There was a time when I wondered about Transpennine Express operating trains as far as Scotland. The cause was my seeing their serving Newcastle-upon-Tyne but it is the West Coast Mainline along which they cross the Scotland-England border. This is a consequence of the reorganisation around the time of the CrossCountry franchise changeover when they were given services Manchester to Glasgow or Edinburgh. What failed to convince me about the wisdom of the move is that three-carriage diesel trains are the main workhorses in their fleet, even if two units can be joined together. Nevertheless, they seem to be doing fine with them most of the time even if I encountered very crowded trains while travelling around the time of the Edinburgh festival season in August. Mind you, I still think that routinely using longer trains would be best.
Reaching Islands by Sea
A visit to a Scottish island in good weather is something that isn't forgotten very easily. All of my excursions have taken me to islands on Scotland's west coast and it has been those escapades that had me using the services of Caledonian MacBrayne or Calmac as it is known otherwise. This is a state-owned ferry company and it operates under the strapline Hebridean and Clyde ferries. That pretty much tells you what it does. Some island services such as those to Arran or Mull get very regular services while the timetables for othere such as Barra can feel eccentric so a spot of careful planning is in order. If you are bringing a car, fares are not cheap though travelling as a foot passenger like I have been doing doesn't break the bank. There are even hopscotch fares so a visit to a ferry terminal or to the company's website can be very useful.
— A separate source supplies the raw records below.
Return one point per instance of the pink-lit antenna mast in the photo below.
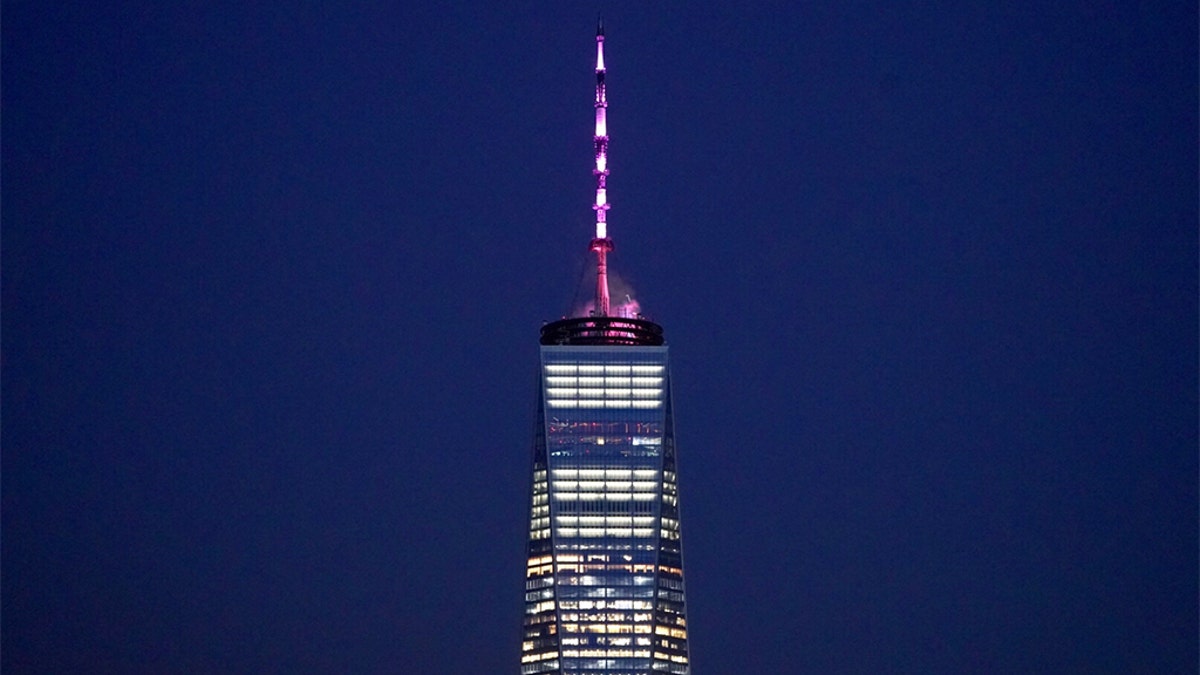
(601, 244)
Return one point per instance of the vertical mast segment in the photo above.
(601, 244)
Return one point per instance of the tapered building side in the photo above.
(604, 578)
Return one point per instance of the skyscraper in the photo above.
(604, 577)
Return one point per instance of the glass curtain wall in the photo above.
(604, 584)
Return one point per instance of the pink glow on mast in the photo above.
(601, 244)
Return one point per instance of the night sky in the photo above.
(273, 279)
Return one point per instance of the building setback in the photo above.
(604, 577)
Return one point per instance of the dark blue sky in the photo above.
(273, 280)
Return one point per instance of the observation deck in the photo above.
(603, 330)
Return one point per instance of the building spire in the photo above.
(601, 244)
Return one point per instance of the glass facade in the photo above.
(604, 579)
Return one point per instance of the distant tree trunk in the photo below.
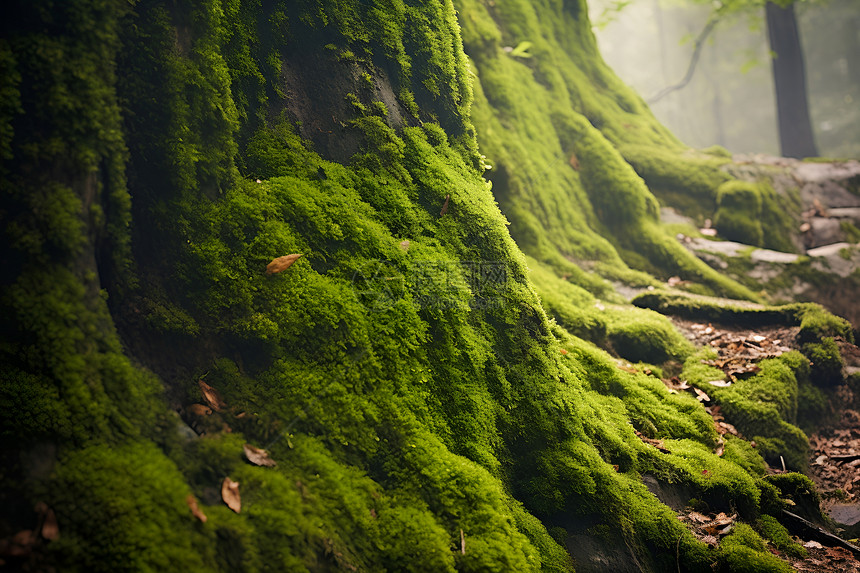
(852, 49)
(789, 78)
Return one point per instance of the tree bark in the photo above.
(789, 78)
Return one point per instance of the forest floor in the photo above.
(834, 463)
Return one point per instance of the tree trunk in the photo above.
(789, 78)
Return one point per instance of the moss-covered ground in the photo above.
(437, 381)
My Scottish island explorations have not taken me to Orkney or Shetland up to now. Not having an aversion to the idea means that I am not one for ruling out the prospect of my ever doing such a thing. Sometimes, a faraway destination has a certain allure about it.
Of the two archipelagos, Orkney is at all not that far from the northernmost reaches of the Scottish mainland. The proof coomes in the form of Pentland Ferries providing sailings that take less than an hour with a very modern ferry that they recently introduced to the route. That acquisition is enough cause for me to want to find out how busy this crossing is, especially considering how far they are from everywhere.
In contrast to those Pentland Ferries sailings, the overnight sailings offered by Northlink Ferries from Aberdeen look a lot longer. For instance, getting to Kirkwall alone takes five hours and Lerwick is another seven hours away with the direct Aberdeen-Lerwick journey taking twelve hours in total. The same company does Scrabster-Stromness crossings too and those sailings take around 90 minutes, comparable with those offered by Pentland Ferries. Prices reflect these crossing times and taking a car from Aberdeen to Shetland is not cheap, hardly a surprise when you consider that the travel time would get you to another European country from Britain depending on the outbound port, of course.
Once at Shetland, you need ferries to get from one island to another and Foula is a particularly isolated one with Atlantic Ferries offering 12-person sailings on specific days of the week, subject to the weather. It sounds a wild world away from the inviting islands that make up the Hebrides and goes to show that Scotland's islands offer a lot of variety for visitors.